The Trudeau government did commission a study of
the problem, which last year resulted in the report titled The Shattered Mirror. It produced a number of good thoughts and
recommendations, which the government has pretty much ignored.
A Commons committee also investigated the failing
industry and made some practical recommendations. Those also have been ignored.
Trudeau and his ministers have done nothing to
help newspaper journalism because they feel that they cannot "bail out industry models that are no longer
viable."
That is an uninformed, unintelligent position.
First, it shows a lack of knowledge about the
importance of daily journalism to a country’s democracy and culture. Secondly,
the industry does not need a financial bailout. It needs fresh, smart thinking
to help it reinvent itself in an age where online companies (Facebook and
Google to name two) are amassing trillions of dollars by killing traditional
industry models.
The newspaper industry desperately needs help
in re-inventing itself. Its own efforts to date have been pathetically slow and
unimaginative.
Just one example is the TorStar launch of Star
Touch, a tablet platform that cost the company $40 million and two years of
re-invention time. Many people in the industry said it was a silly project
destined to fail. It did and was closed down last summer.
Re-invention efforts outside Canada have been
better.
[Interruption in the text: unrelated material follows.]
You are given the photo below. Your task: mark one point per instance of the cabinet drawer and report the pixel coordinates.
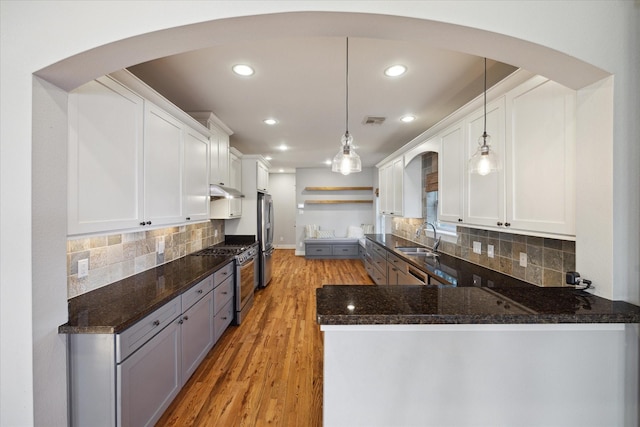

Companies like the New York Times, Washington Post and The Guardian in
England have been somewhat successful in their efforts to provide strong online
models that produce journalism that people are willing to buy.
More and more Canadians are getting their non-local
daily news from online dailies in New York, Washington, Los Angeles, London and
Melbourne. That likely is the future - people around the world subscribing to
one or more online dailies located in major world centres.
Community newspapers, like this one, have a
brighter future than the dailies. That is because they focus on hometown news
that people want and need.
As the daily newspaper industry has shrunk,
huge black holes have developed where news coverage no longer is available to the
entire country. Newspapers like the Moose Jaw Times-Herald and the Orillia
Packet and Times shared their news with newspaper and broadcast services that
distributed it nationwide.
The dailies that survive now are mere shadows
of themselves with much reduced news coverage areas, skeleton staffs and
therefore less news to share.
The result is Canadians have fewer news sources
for learning about what is happening in other parts of their country.
Instead of saying “why should we do anything to
help?” the Trudeau government should be asking “what are the ways we might
help?”
That’s the way leadership is supposed to work.